You have social media: use them! Places like SoundCloud and Bandcamp are a great way to showcase your work in a clean, smart and user-friendly way. If the people you are contacting are interested in receiving files from you, they will ask; so host a well-organized .zip folder with your content somewhere handy.
However, for a first approach, safe links to well-known platforms are the best way to go.
2: Lack of links or contact details or disorganised Internet presence.
I don’t know if it’s worse to have no presence at all or to have an outdated and poorly managed page on every social media platform on the web.

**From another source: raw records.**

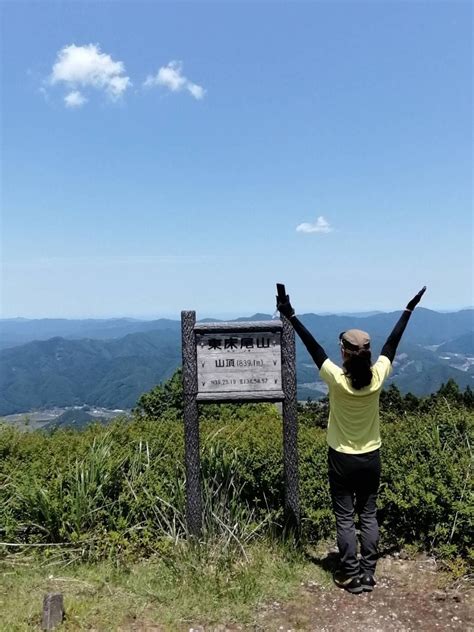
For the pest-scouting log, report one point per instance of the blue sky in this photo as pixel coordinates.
(161, 156)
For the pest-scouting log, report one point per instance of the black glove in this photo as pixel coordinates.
(416, 299)
(284, 306)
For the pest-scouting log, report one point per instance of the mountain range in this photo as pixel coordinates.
(110, 363)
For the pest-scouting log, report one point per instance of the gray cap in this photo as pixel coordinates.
(355, 339)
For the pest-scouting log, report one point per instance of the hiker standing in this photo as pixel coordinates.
(353, 437)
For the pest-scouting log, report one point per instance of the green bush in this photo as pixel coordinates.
(120, 488)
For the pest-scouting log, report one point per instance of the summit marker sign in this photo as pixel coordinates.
(238, 362)
(235, 363)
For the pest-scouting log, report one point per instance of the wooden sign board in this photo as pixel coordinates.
(239, 363)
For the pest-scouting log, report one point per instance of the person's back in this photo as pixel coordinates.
(353, 425)
(353, 438)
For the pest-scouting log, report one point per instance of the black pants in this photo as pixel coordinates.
(354, 481)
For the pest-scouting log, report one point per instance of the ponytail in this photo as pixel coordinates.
(357, 367)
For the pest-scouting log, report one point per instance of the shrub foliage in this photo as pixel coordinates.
(121, 488)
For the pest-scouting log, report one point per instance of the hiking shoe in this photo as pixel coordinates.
(368, 582)
(351, 584)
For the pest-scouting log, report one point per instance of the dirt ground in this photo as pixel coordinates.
(410, 596)
(407, 598)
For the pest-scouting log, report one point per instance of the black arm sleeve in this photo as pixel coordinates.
(314, 348)
(390, 347)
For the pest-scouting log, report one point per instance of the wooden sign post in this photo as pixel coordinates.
(238, 362)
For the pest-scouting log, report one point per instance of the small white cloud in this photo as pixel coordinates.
(171, 77)
(74, 99)
(319, 226)
(87, 66)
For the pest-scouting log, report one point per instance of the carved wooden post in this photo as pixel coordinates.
(191, 424)
(290, 427)
(53, 611)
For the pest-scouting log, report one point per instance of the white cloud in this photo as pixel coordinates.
(171, 77)
(319, 226)
(74, 99)
(87, 66)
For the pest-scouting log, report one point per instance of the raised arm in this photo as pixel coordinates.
(314, 348)
(390, 347)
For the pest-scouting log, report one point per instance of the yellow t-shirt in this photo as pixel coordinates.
(353, 425)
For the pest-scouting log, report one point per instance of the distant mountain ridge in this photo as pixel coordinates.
(111, 369)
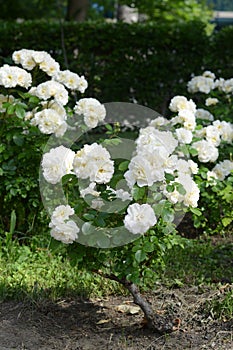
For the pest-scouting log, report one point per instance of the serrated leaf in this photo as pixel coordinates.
(124, 165)
(138, 193)
(20, 111)
(11, 109)
(18, 140)
(226, 221)
(196, 211)
(140, 255)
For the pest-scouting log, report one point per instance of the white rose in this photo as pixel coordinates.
(139, 218)
(66, 232)
(57, 163)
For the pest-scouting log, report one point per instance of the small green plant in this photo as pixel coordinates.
(221, 306)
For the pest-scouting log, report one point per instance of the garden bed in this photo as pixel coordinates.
(105, 324)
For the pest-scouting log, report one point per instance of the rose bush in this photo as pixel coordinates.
(117, 216)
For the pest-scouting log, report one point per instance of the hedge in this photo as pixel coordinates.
(143, 63)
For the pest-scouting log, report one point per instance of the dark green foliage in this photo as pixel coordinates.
(143, 63)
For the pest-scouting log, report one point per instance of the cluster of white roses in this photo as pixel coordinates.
(213, 135)
(221, 170)
(10, 77)
(93, 162)
(207, 82)
(50, 116)
(92, 111)
(62, 228)
(158, 153)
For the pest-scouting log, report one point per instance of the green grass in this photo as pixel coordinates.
(202, 261)
(31, 273)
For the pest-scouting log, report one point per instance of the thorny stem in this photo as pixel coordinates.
(154, 321)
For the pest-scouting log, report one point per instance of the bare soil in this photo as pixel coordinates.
(104, 324)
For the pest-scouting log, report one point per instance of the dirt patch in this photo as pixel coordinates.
(99, 325)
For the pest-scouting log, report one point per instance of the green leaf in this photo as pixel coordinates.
(148, 247)
(169, 177)
(20, 111)
(170, 188)
(103, 241)
(196, 211)
(11, 109)
(18, 140)
(226, 221)
(124, 165)
(193, 152)
(13, 222)
(138, 192)
(89, 217)
(140, 255)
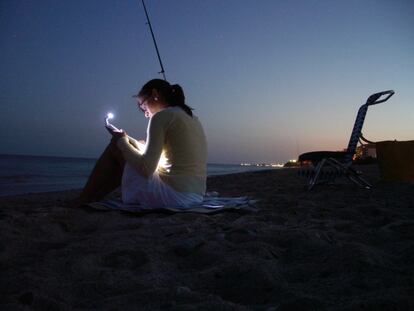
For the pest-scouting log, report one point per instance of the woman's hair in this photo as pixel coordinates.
(172, 94)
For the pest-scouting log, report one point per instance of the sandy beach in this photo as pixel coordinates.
(337, 247)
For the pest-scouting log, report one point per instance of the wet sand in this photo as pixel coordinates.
(337, 247)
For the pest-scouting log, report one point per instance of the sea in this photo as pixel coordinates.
(22, 174)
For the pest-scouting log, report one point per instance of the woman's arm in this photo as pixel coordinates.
(146, 163)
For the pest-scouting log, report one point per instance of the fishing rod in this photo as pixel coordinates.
(155, 42)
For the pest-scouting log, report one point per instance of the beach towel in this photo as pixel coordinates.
(211, 204)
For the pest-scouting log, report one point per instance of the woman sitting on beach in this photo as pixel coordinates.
(174, 135)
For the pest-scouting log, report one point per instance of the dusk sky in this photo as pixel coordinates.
(268, 79)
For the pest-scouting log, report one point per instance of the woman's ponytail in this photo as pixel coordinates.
(178, 99)
(173, 94)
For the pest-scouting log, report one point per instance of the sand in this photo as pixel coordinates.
(337, 247)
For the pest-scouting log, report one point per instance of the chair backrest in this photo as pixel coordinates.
(359, 122)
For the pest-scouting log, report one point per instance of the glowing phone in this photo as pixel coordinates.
(110, 126)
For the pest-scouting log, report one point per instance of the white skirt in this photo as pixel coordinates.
(153, 192)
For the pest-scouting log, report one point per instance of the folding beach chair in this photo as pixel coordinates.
(340, 162)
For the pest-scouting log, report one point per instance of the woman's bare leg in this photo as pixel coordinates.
(106, 175)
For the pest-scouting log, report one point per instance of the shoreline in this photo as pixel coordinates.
(337, 247)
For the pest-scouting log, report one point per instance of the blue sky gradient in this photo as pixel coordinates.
(268, 79)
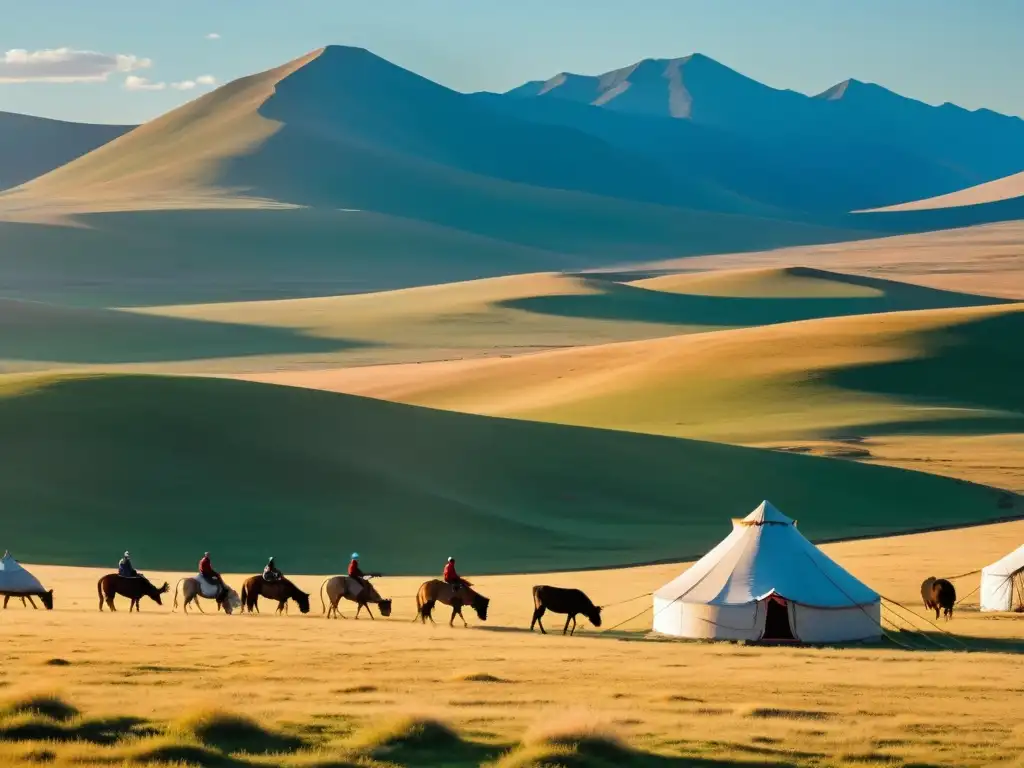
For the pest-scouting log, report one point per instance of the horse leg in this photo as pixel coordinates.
(537, 620)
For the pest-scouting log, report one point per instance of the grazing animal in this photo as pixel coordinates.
(45, 597)
(559, 600)
(282, 590)
(939, 595)
(192, 590)
(349, 589)
(435, 591)
(134, 589)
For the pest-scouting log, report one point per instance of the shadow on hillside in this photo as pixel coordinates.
(55, 334)
(979, 364)
(633, 303)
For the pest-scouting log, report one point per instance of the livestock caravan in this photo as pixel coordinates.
(1003, 583)
(766, 582)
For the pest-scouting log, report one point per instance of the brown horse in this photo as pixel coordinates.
(349, 589)
(134, 589)
(282, 590)
(436, 591)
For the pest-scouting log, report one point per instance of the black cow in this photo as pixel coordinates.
(939, 595)
(559, 600)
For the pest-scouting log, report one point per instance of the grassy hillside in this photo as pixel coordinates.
(529, 312)
(174, 466)
(886, 374)
(121, 259)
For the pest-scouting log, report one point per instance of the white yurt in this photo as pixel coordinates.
(16, 581)
(766, 582)
(1003, 583)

It is very likely that you don’t have a huge management team on your side, so you need to focus o
n a few, relevant social media outlets that you can manage properly and regularly. Starting with Facebook, Soundcloud, Twitter, and Youtube is a good idea.
Learn how to use these platforms and interlink them with each other, so that it will be easy for people to find you and access your content.
1: Poorly written press releases/artist bios.
A poorly written artist bio, email hook or a press release is an instant turn-off.
While some people just don’t provide enough details, other people come off as “self-important” and arrogant when they send out tedious and long articles full of irrelevant details.
“I was born on February 16th, 1987 and I have been into music since I was a little kid when my mom and dad first noticed my talent” – nobody cares!)
Unless you are Mick Jagger, nobody wants to hear about your life story. Again, a little goes a long way. When you are an up-and-coming act sending music to an editor, a label or a radio, pretend your life begins there. Start fresh and don’t focus on the “xxx” and “yyy” high-school bands you were in before this project, don’t recall the 15 members you fired over the years before reaching the final shape of the band, don’t mention that embarrassing first DJ moniker you stated out with when you were 14!
Make sure you keep it brief, user-friendly and relevant to what you’re up to now, and more importantly, make it easy for people to find you! Include your links and contact details clearly.